It is easy, I think, to get so caught up in knowing the right things, or solving the problem of how we can be loveable (or how they can be loveable), that we forget to experience God’s love. I can listen to a podcast about how language, culture, and brain synapses work together to make a joke funny, but that’s not the same thing as laughing until I can’t breathe at something a friend says. I’ve seen every documentary there is about how our food system works, but that knowledge pales in comparison to what I learned growing up on a farm. 

And so it is with love. 

When it comes to learning the true dimensions of love, there is no substitute for encountering the living God. Which is why it’s important that we put ourselves in the places where Christ has promised to reveal himself: at the table, in the word shared in community, and among the least and outcast and lonely. It is in practice that we are able to live into the mystery, and to experience beyond knowledge. 

It’s a mystery, how at the Lord’s table a tiny piece of bread and a sip of wine can feed our bodies and our souls, how we are lifted up and given a glimpse of Christ’s heavenly banquet, where even those we have marginalised are honoured guests. It’s a mystery how sharing this hour together can change the way we see and act during all the other hours of our lives. It’s a mystery how giving of ourselves and our resources can make us feel full. 

Ephesians says that when we have experienced this mystery, when we have come to know the love of Christ that is beyond knowledge, we will be filled with all the fullness of God. This is addressed to plural you, to the whole Church, the Body of Christ. Together, when we allow ourselves to experience the love of God in all its glorious breadth, length, height, and depth, we will find that the Church on earth becomes ever more what the Church in heaven already is, the dwelling place of God—who, remember, came among us as one who serves.

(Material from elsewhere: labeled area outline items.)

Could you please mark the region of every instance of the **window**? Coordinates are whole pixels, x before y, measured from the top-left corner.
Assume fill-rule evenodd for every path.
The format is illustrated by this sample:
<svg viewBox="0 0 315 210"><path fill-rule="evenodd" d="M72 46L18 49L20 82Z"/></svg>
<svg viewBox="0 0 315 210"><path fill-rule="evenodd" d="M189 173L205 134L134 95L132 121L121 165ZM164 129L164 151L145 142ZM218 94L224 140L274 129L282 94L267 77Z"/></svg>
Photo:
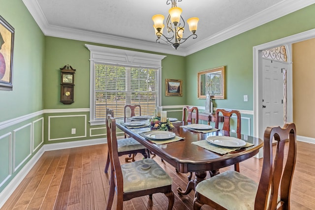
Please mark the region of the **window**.
<svg viewBox="0 0 315 210"><path fill-rule="evenodd" d="M154 54L86 45L90 57L90 123L105 123L106 108L124 117L126 104L140 104L143 115L160 104L161 63Z"/></svg>

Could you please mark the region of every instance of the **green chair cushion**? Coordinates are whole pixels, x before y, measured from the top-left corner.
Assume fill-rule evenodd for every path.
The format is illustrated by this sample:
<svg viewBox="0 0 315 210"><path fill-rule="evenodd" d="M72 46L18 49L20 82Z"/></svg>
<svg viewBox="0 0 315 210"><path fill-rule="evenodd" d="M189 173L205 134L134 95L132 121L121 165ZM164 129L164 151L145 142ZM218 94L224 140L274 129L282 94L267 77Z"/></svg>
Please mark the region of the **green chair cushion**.
<svg viewBox="0 0 315 210"><path fill-rule="evenodd" d="M125 193L169 185L173 182L164 169L151 158L126 163L121 168Z"/></svg>
<svg viewBox="0 0 315 210"><path fill-rule="evenodd" d="M118 139L117 147L118 152L146 149L145 146L131 137Z"/></svg>
<svg viewBox="0 0 315 210"><path fill-rule="evenodd" d="M258 183L234 171L204 180L196 191L228 210L253 210Z"/></svg>

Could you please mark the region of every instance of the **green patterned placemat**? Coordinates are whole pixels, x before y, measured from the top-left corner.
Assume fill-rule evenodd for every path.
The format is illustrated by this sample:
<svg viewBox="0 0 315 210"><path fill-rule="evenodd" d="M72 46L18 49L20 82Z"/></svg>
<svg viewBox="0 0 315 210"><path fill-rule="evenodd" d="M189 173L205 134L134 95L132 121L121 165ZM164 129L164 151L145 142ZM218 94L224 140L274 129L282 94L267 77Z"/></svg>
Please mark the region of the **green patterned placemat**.
<svg viewBox="0 0 315 210"><path fill-rule="evenodd" d="M158 145L163 145L164 144L167 144L167 143L170 143L171 142L177 142L178 141L180 141L182 139L184 139L184 138L183 137L181 137L180 136L175 136L175 137L174 138L172 138L171 139L165 139L165 140L154 140L153 139L151 139L150 138L148 138L147 137L145 136L145 134L146 134L146 132L143 132L143 133L139 133L139 134L141 136L143 136L143 137L144 137L146 139L150 141L150 142Z"/></svg>
<svg viewBox="0 0 315 210"><path fill-rule="evenodd" d="M208 150L220 154L227 154L231 151L240 150L242 148L246 148L253 146L253 144L246 142L246 145L241 147L226 147L214 145L209 142L206 140L200 140L197 142L191 142L191 144L201 147L206 150Z"/></svg>
<svg viewBox="0 0 315 210"><path fill-rule="evenodd" d="M126 125L124 122L122 122L121 124L127 128L141 128L142 127L149 127L149 125L147 124L141 125Z"/></svg>
<svg viewBox="0 0 315 210"><path fill-rule="evenodd" d="M210 133L211 132L215 132L215 131L217 131L217 130L219 130L219 129L215 128L214 127L213 127L212 128L209 130L198 130L196 129L190 128L188 125L182 125L181 127L183 127L184 128L186 128L188 130L189 130L197 133Z"/></svg>

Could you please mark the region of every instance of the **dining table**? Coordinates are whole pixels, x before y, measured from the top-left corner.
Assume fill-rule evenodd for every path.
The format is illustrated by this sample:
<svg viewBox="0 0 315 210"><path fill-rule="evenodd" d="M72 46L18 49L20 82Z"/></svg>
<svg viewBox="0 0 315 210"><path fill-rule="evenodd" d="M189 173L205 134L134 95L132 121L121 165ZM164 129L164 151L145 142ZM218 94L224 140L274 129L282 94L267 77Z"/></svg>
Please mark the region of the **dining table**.
<svg viewBox="0 0 315 210"><path fill-rule="evenodd" d="M177 171L182 173L194 173L195 179L189 181L186 189L183 190L180 187L177 189L178 193L181 194L186 195L192 190L194 190L196 185L206 179L208 171L211 176L215 176L216 173L214 172L219 172L220 168L254 156L263 146L263 141L258 138L217 129L208 125L192 124L193 126L179 120L172 123L174 127L168 131L169 133L166 131L167 133L175 134L175 137L170 140L163 139L153 141L146 134L151 134L159 131L151 126L148 118L136 118L137 121L129 120L142 122L129 124L142 125L138 126L127 126L123 119L117 119L116 126L175 167ZM206 125L209 126L206 130L203 128ZM198 126L201 126L202 129L198 129ZM231 147L230 145L226 147L225 144L222 145L222 141L223 143L228 143L228 141L224 141L225 139L229 140L228 138L245 142L246 145ZM216 139L220 139L219 141L220 144L216 144L213 140ZM214 150L212 148L214 147Z"/></svg>

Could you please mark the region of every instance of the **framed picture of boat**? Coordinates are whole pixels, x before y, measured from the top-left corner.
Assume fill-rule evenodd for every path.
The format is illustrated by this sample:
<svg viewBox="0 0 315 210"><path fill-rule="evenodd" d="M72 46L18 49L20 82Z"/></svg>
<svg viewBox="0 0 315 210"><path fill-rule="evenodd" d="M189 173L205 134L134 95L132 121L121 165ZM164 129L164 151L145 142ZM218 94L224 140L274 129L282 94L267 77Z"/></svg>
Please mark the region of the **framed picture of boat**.
<svg viewBox="0 0 315 210"><path fill-rule="evenodd" d="M165 95L166 96L181 96L182 95L182 80L165 79Z"/></svg>
<svg viewBox="0 0 315 210"><path fill-rule="evenodd" d="M14 29L0 16L0 90L13 88Z"/></svg>

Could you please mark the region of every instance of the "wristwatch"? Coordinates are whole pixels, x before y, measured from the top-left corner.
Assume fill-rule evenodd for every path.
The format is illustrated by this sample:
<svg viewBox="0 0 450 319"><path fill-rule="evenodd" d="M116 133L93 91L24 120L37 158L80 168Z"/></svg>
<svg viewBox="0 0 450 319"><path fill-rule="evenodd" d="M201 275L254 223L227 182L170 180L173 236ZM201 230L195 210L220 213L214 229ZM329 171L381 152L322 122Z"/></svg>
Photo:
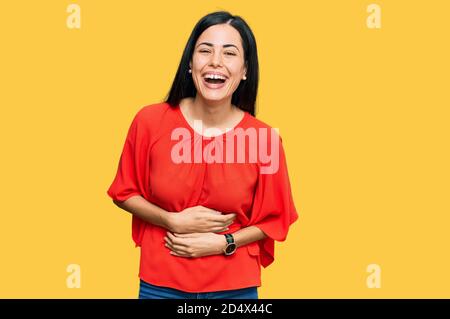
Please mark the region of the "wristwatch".
<svg viewBox="0 0 450 319"><path fill-rule="evenodd" d="M234 237L231 234L224 234L227 239L227 245L223 250L225 255L232 255L236 251L236 243L234 242Z"/></svg>

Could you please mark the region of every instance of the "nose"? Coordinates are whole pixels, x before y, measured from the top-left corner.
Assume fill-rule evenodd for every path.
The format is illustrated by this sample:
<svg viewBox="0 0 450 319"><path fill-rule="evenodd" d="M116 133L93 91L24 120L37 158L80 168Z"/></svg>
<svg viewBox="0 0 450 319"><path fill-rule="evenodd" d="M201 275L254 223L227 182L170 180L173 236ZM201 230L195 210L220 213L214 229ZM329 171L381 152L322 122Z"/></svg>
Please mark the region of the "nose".
<svg viewBox="0 0 450 319"><path fill-rule="evenodd" d="M211 58L211 65L213 65L213 66L222 65L222 56L221 56L220 51L216 51L216 52L214 52L214 54L212 55L212 58Z"/></svg>

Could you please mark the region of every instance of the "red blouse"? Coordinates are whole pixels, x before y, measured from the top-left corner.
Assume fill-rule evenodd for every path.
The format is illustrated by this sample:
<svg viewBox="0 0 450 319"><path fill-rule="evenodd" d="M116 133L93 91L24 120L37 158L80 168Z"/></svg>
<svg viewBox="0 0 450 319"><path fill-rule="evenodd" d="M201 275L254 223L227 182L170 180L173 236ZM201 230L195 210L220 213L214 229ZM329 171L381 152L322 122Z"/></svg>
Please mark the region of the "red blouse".
<svg viewBox="0 0 450 319"><path fill-rule="evenodd" d="M190 137L172 138L175 128L184 128ZM254 128L261 139L260 128L270 126L245 112L234 127ZM223 214L236 213L228 233L255 225L268 237L240 246L233 255L211 255L198 258L173 256L164 246L166 229L132 217L132 237L141 247L139 277L151 284L187 292L208 292L261 286L261 265L274 260L274 240L284 241L289 226L297 220L292 199L281 137L278 139L279 167L276 172L261 173L267 161L249 160L250 143L245 143L245 162L213 162L208 156L226 145L230 130L215 138L197 133L186 121L179 106L158 103L142 107L134 116L124 143L117 174L107 194L116 201L141 195L169 212L180 212L202 205ZM270 133L266 134L270 154ZM219 143L222 138L223 143ZM192 159L203 150L201 161L177 163L171 152L180 141L189 143ZM217 143L213 145L211 143ZM261 144L258 144L261 145ZM208 151L215 149L215 152ZM235 154L238 150L235 143ZM267 152L267 151L266 151ZM197 153L198 154L198 153ZM208 155L209 154L209 155ZM223 157L225 158L225 157ZM225 233L225 232L224 232Z"/></svg>

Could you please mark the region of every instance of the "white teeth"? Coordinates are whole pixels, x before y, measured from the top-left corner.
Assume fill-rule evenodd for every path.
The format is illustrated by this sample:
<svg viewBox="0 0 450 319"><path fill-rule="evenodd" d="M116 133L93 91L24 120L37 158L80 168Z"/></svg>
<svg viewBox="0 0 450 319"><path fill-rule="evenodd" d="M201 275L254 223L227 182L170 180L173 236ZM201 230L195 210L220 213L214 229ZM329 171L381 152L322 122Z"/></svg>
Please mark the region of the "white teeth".
<svg viewBox="0 0 450 319"><path fill-rule="evenodd" d="M221 79L221 80L226 80L226 77L222 76L222 75L218 75L218 74L206 74L205 78L207 79Z"/></svg>

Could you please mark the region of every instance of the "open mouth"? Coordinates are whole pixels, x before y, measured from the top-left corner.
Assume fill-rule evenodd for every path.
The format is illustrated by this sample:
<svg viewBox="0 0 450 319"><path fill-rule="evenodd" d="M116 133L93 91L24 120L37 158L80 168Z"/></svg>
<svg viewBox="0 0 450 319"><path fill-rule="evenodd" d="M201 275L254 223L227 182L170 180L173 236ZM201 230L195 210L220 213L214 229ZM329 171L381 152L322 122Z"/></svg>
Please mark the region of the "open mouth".
<svg viewBox="0 0 450 319"><path fill-rule="evenodd" d="M225 83L225 79L211 79L211 78L207 78L205 77L205 82L211 83L211 84L221 84L221 83Z"/></svg>

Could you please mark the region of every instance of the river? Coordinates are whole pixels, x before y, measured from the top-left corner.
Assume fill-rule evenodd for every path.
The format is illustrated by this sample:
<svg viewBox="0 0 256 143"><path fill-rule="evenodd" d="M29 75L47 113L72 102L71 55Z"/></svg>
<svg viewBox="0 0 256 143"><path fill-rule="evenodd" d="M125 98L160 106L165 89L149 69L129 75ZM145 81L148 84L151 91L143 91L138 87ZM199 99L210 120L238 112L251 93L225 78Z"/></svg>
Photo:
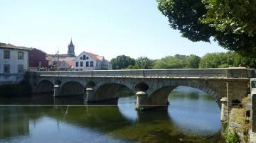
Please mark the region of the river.
<svg viewBox="0 0 256 143"><path fill-rule="evenodd" d="M81 96L1 97L0 142L224 142L220 110L203 91L179 86L169 105L143 112L124 94L117 105L88 105Z"/></svg>

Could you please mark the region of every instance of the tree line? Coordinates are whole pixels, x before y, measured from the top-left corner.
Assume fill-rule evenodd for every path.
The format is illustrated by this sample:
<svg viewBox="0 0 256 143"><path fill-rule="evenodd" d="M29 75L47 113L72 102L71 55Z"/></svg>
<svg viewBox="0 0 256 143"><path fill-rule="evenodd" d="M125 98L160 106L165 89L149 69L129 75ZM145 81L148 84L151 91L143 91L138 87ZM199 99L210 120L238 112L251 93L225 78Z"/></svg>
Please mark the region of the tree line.
<svg viewBox="0 0 256 143"><path fill-rule="evenodd" d="M200 57L195 55L166 56L159 59L147 57L137 59L119 55L110 61L113 69L203 69L245 67L256 67L256 59L247 57L229 51L228 52L208 53Z"/></svg>

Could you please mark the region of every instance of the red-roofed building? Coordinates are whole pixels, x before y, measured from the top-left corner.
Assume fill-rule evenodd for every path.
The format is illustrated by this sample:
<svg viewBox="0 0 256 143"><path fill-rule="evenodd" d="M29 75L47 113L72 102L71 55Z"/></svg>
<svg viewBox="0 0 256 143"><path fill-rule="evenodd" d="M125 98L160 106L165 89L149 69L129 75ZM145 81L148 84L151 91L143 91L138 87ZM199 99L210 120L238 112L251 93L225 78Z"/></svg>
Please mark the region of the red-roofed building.
<svg viewBox="0 0 256 143"><path fill-rule="evenodd" d="M46 53L33 48L29 51L29 68L48 68L48 61L46 59Z"/></svg>
<svg viewBox="0 0 256 143"><path fill-rule="evenodd" d="M103 56L82 52L74 59L75 70L112 69L112 65Z"/></svg>

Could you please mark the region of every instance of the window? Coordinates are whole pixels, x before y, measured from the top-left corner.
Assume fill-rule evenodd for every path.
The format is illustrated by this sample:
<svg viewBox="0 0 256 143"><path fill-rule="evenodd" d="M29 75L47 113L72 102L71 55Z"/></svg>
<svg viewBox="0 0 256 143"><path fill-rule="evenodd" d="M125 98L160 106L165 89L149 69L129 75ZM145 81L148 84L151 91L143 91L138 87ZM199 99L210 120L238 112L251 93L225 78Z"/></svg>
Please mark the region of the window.
<svg viewBox="0 0 256 143"><path fill-rule="evenodd" d="M23 59L23 52L18 51L18 59Z"/></svg>
<svg viewBox="0 0 256 143"><path fill-rule="evenodd" d="M10 51L4 50L4 58L10 59Z"/></svg>
<svg viewBox="0 0 256 143"><path fill-rule="evenodd" d="M23 64L18 64L18 74L23 73Z"/></svg>
<svg viewBox="0 0 256 143"><path fill-rule="evenodd" d="M42 62L39 61L38 62L38 67L41 68L42 67Z"/></svg>
<svg viewBox="0 0 256 143"><path fill-rule="evenodd" d="M4 74L10 74L10 64L4 64Z"/></svg>

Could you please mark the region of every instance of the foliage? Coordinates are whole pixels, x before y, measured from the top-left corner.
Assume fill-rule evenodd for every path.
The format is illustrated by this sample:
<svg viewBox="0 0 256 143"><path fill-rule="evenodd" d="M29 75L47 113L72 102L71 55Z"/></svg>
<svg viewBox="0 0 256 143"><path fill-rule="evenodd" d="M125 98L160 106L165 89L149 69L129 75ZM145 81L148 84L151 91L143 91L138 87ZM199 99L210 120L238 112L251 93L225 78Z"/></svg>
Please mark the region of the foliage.
<svg viewBox="0 0 256 143"><path fill-rule="evenodd" d="M255 0L203 0L207 13L202 22L221 32L256 33L256 1Z"/></svg>
<svg viewBox="0 0 256 143"><path fill-rule="evenodd" d="M224 132L224 137L226 143L237 143L239 142L238 134L235 131L228 130L228 127Z"/></svg>
<svg viewBox="0 0 256 143"><path fill-rule="evenodd" d="M115 64L113 64L113 68L115 69L227 68L240 66L256 68L256 58L244 57L231 51L208 53L201 58L195 55L177 54L156 60L150 59L146 57L140 57L134 59L122 55L112 59L111 62Z"/></svg>
<svg viewBox="0 0 256 143"><path fill-rule="evenodd" d="M166 56L161 59L156 60L154 69L198 69L200 57L191 55L189 56L176 55Z"/></svg>
<svg viewBox="0 0 256 143"><path fill-rule="evenodd" d="M186 56L185 58L186 68L187 69L198 69L201 57L195 55Z"/></svg>
<svg viewBox="0 0 256 143"><path fill-rule="evenodd" d="M147 69L152 69L153 60L146 57L138 57L135 61L135 68Z"/></svg>
<svg viewBox="0 0 256 143"><path fill-rule="evenodd" d="M183 37L193 42L210 42L213 38L225 49L256 57L255 2L252 0L156 1L171 27L180 30Z"/></svg>
<svg viewBox="0 0 256 143"><path fill-rule="evenodd" d="M167 56L155 62L154 69L182 69L184 64L182 59L173 56Z"/></svg>
<svg viewBox="0 0 256 143"><path fill-rule="evenodd" d="M135 59L125 55L117 56L116 58L112 59L110 62L114 69L125 69L130 65L135 65Z"/></svg>
<svg viewBox="0 0 256 143"><path fill-rule="evenodd" d="M242 56L235 52L213 52L205 55L201 59L199 68L256 67L255 58Z"/></svg>

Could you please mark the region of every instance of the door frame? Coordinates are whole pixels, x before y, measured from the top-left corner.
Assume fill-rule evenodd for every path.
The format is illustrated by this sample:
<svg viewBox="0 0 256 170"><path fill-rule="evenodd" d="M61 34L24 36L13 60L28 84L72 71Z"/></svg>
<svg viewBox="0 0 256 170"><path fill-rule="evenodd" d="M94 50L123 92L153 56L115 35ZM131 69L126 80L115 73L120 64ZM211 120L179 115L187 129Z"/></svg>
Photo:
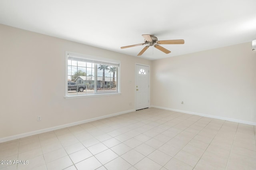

There is a video that makes the rounds of social media every now and then called “Twinkies with God.” In it, a young white American boy packs up his rucksack with Twinkies and apple juice, tells his mom he’s going to look for God, and heads out the door. He rides the subway and walks through the neighbourhood until he comes to a park bench, occupied by a middle-aged African-American woman who is homeless. He opens up his pack and offers her a Twinkie, which she accepts and begins to eat with glee. The two sit together, talking and laughing, eating Twinkies and drinking apple juice together in the park. When the boy goes home, his mother asks “did you find him?” And the boy replies “MOOOM, God is a woman and she has the most beautiful smile.” Meanwhile, the woman walks away and joins a friend sitting on the pavement with her sign and cup for change, who asks “why are you in such a good mood?” The woman answers “I just had Twinkies with God! He’s much younger than I expected.”

When we think we have God figured out, what we’ve figured out is not God. So may we come to know beyond knowledge, to love beyond borders, and find ourselves filled to overflowing with all the fullness of God, whose abundant life is more than we can ever ask or even imagine.